John Kerry urges climate action in MIT address
U.S. Secretary of State John Kerry urged action on climate change at an address Monday morning at MIT’s Sloan School of Management, while voicing confidence in the economic potential of renewable energy to drive positive change.
“What we do right now, today, matters,” he said, noting rising global temperatures, melting glaciers, and increasing frequency of extreme weather events. “The damage we could inflict could take centuries to undo, if it can be undone at all.”
Kerry described a trip he made to Antarctica, where he was shown air samples from what was supposedly the cleanest air on the planet.
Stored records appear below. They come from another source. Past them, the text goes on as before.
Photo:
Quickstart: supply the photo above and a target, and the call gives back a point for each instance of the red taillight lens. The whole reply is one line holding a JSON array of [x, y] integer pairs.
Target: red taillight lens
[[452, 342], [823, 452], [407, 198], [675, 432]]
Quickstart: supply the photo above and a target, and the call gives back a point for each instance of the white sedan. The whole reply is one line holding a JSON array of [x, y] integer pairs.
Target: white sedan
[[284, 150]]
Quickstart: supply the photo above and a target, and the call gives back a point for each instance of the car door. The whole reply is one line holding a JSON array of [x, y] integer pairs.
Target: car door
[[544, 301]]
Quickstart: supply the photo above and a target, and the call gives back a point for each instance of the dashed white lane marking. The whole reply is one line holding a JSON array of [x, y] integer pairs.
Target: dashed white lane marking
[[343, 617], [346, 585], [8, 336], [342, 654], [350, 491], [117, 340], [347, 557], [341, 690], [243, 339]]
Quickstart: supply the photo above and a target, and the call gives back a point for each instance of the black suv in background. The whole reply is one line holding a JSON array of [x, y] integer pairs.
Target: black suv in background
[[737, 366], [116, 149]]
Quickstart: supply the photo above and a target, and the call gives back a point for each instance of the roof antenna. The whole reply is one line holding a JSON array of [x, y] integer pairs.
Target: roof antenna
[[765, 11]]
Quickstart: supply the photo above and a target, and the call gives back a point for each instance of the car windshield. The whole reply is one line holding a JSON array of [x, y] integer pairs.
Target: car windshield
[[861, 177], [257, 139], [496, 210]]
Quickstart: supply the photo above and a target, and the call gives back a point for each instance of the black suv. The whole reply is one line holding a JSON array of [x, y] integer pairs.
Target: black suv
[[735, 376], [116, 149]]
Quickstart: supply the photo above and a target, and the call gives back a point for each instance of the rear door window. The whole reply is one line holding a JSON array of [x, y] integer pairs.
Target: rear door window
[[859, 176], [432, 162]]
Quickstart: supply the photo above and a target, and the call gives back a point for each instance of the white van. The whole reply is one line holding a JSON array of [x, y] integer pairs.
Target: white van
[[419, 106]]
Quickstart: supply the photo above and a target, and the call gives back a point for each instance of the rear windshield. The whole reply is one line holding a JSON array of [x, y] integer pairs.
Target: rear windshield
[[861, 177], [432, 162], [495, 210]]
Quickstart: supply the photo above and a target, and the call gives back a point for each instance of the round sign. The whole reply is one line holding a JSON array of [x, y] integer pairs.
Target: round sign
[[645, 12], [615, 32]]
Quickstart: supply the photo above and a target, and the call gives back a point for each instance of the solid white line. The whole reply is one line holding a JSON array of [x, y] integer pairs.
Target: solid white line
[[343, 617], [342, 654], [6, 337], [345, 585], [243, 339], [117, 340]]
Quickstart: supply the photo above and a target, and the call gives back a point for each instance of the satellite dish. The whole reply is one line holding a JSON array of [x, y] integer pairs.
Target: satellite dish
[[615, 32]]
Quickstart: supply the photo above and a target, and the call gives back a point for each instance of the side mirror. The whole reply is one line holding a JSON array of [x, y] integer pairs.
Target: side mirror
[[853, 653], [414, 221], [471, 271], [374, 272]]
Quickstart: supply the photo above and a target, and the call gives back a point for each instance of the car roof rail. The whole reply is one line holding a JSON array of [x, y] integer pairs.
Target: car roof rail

These samples contained 401.6 parts per million of carbon dioxide — 14 percent above the 350 parts per million “tipping point,” beyond which damage may be irrecoverable.
“The problem is, we continue to move in the wrong direction and add to that curve,” he said.
Kerry touched on global challenges that will be exacerbated by climate change, listing climate refugees, climate induced conflict over water, and climate induced conflict over food. “You could run down a long list,” he said.
With just over a week left in office, Kerry briefly mentioned the incoming administration.
“I’m not going to speculate about the policies that our president-elect and his secretary of state will choose to pursue,” he said, “but I will tell you this: in the time I’ve spent in public life, one of the things I’ve learned is that some issues look a lot different when you’re actually in office, compared to when you’re on the campaign trail.”
President-elect Donald J. Trump has questioned whether climate change exists and whether humans are a driving factor. The nominee for Secretary of State, Rex Tillerson, has said he believes that climate is change is real. At his ongoing confirmation hearing on Wednesday, Tillerson was asked, but did not say, whether he believed that human activity contibuted to climate change.
Yet Kerry expressed confidence that the U.S. “is going to meet all the emissions targets we have set, not because of government action, but because of market forces.”
“Market forces are already beginning to shift” toward clean energy sources, he said. Kerry noted that in some places, renewable energy sources like solar and wind have reached cost parity with coal, while the number of jobs in solar energy has grown by over 20 percent in each of the last three years. Domestic wind generation has tripled since 2008, and solar generation has increased 30-fold in the same time, he said.
“We are relying on the ingenuity of MIT and institutions like it, along with the private sector, to get this job done,” he said, “because government can’t get it done and won’t get it done.”
Kerry and Deputy Secretary of State Antony Blinken met with MIT faculty following his address. Chaired by MIT’s Vice President for Research Maria T. Zuber, their discussion focused on the future of work and potential benefits to workers of automation and technology. Kerry said in his address that “the clean energy sector is one in which technology can create jobs rather than eliminate them.”